In reply to Will Hempstead:
I think the crux of the issue is that the temperatures can vary so wildly these days (maybe they always did?).
Climbing around Chamonix in the last week of Feb/first week of March I’ve had nights in the Abri Simond that have got down to -26’c but I’ve also had weeks where we were skiing in to routes in T-shirts because it was so warm. Obviously it’s usually somewhere in between!
So do you get a bag for ‘average’ conditions or ‘worse case scenario’ conditions? Depends a bit on what you’re doing… how committing your plans will be, how many consecutive nights, etc. Personally I have a Rab Neutrino 800 and don’t begrudge the extra 200-300g for the peace of mind of an extra 5-10’c of leeway over lighter bags. Pack size isn’t much different to lighter bags either.
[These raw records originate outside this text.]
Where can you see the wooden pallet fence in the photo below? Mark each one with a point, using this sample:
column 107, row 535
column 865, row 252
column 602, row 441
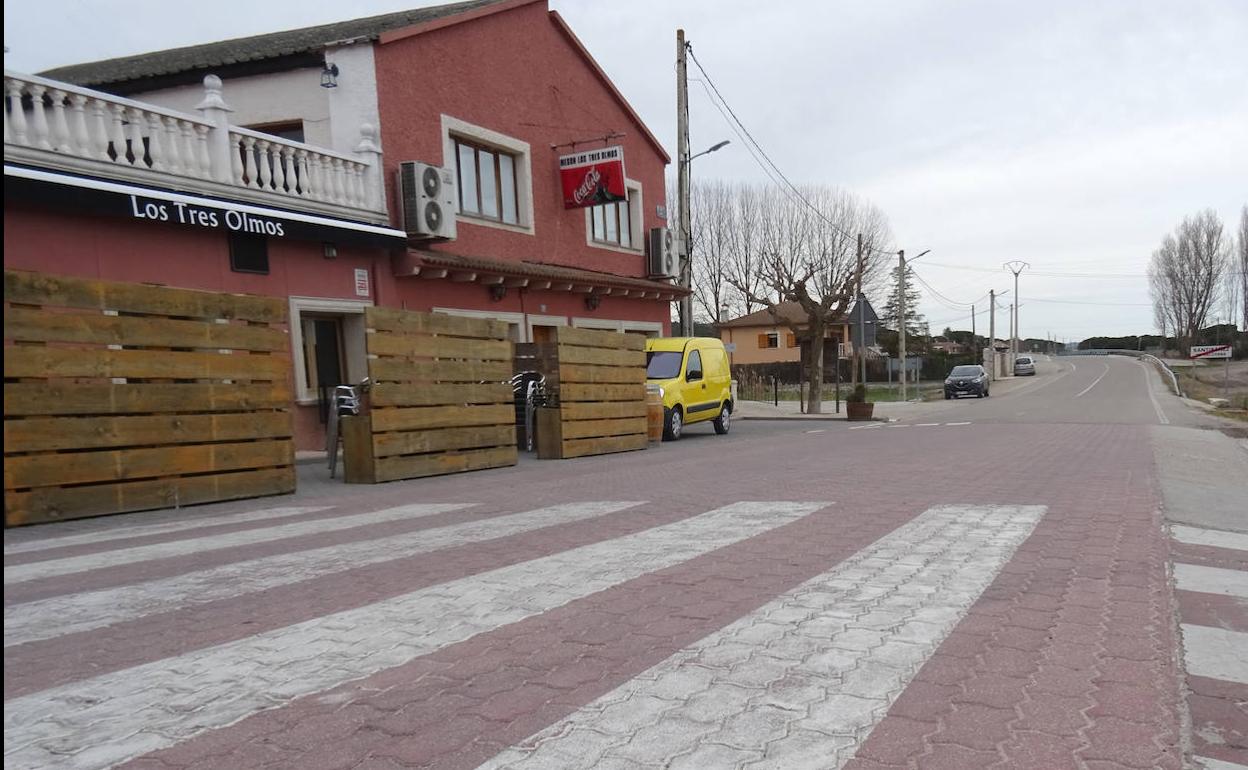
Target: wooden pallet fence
column 126, row 397
column 597, row 380
column 439, row 399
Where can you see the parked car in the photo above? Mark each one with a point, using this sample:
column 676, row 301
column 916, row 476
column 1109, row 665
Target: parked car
column 967, row 381
column 694, row 380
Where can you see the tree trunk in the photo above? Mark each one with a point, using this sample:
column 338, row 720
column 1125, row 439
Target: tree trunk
column 815, row 375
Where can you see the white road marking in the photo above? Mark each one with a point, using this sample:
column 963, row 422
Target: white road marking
column 803, row 680
column 1206, row 763
column 1211, row 580
column 73, row 613
column 1216, row 653
column 1095, row 382
column 1217, row 538
column 111, row 718
column 50, row 568
column 120, row 533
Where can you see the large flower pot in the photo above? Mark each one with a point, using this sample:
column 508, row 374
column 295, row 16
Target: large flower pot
column 859, row 411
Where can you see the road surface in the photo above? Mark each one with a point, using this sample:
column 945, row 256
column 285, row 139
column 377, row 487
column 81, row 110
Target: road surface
column 987, row 583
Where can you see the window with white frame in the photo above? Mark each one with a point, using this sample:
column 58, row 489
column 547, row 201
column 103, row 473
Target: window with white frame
column 487, row 182
column 493, row 174
column 617, row 225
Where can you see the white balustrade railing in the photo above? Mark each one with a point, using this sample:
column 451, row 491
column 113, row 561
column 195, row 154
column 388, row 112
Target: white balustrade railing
column 63, row 119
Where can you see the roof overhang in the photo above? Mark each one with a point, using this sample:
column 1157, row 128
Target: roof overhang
column 517, row 273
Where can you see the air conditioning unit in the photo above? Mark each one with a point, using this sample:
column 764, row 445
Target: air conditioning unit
column 664, row 262
column 428, row 197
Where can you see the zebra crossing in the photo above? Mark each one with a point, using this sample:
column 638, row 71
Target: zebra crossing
column 583, row 633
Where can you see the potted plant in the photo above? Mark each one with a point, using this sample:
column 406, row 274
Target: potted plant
column 856, row 406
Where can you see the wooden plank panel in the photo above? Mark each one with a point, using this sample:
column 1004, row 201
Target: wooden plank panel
column 41, row 326
column 585, row 447
column 392, row 320
column 421, row 394
column 418, row 346
column 570, row 335
column 603, row 411
column 120, row 464
column 393, row 468
column 64, row 291
column 574, row 392
column 423, row 418
column 30, row 398
column 469, row 372
column 29, row 361
column 602, row 375
column 569, row 353
column 412, row 442
column 53, row 503
column 51, row 433
column 589, row 428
I’m sometimes too warm but you can always unzip!
Maybe I’m just soft compared to a lot of the posters above, but I think the extra tiny bit of weight is inconsequential compared to how brutally hard a day of alpine climbing feels after no sleep and you’re exhausted because you’ve used most of your calories up staying warm! History records all of the double hard guys and girls who summit a hard techy route after three consecutive shiver bivvys, but it doesn’t publicise the ones that woke up in the morning and bailed after a heinous night. I reckon the latter list is probably a lot longer!
Also, echo Misha’s tip for ensuring there’s enough space for inner boots, water bottle, gas and stuff with batteries like your avi tranceiver… you only forget to keep these things warm once!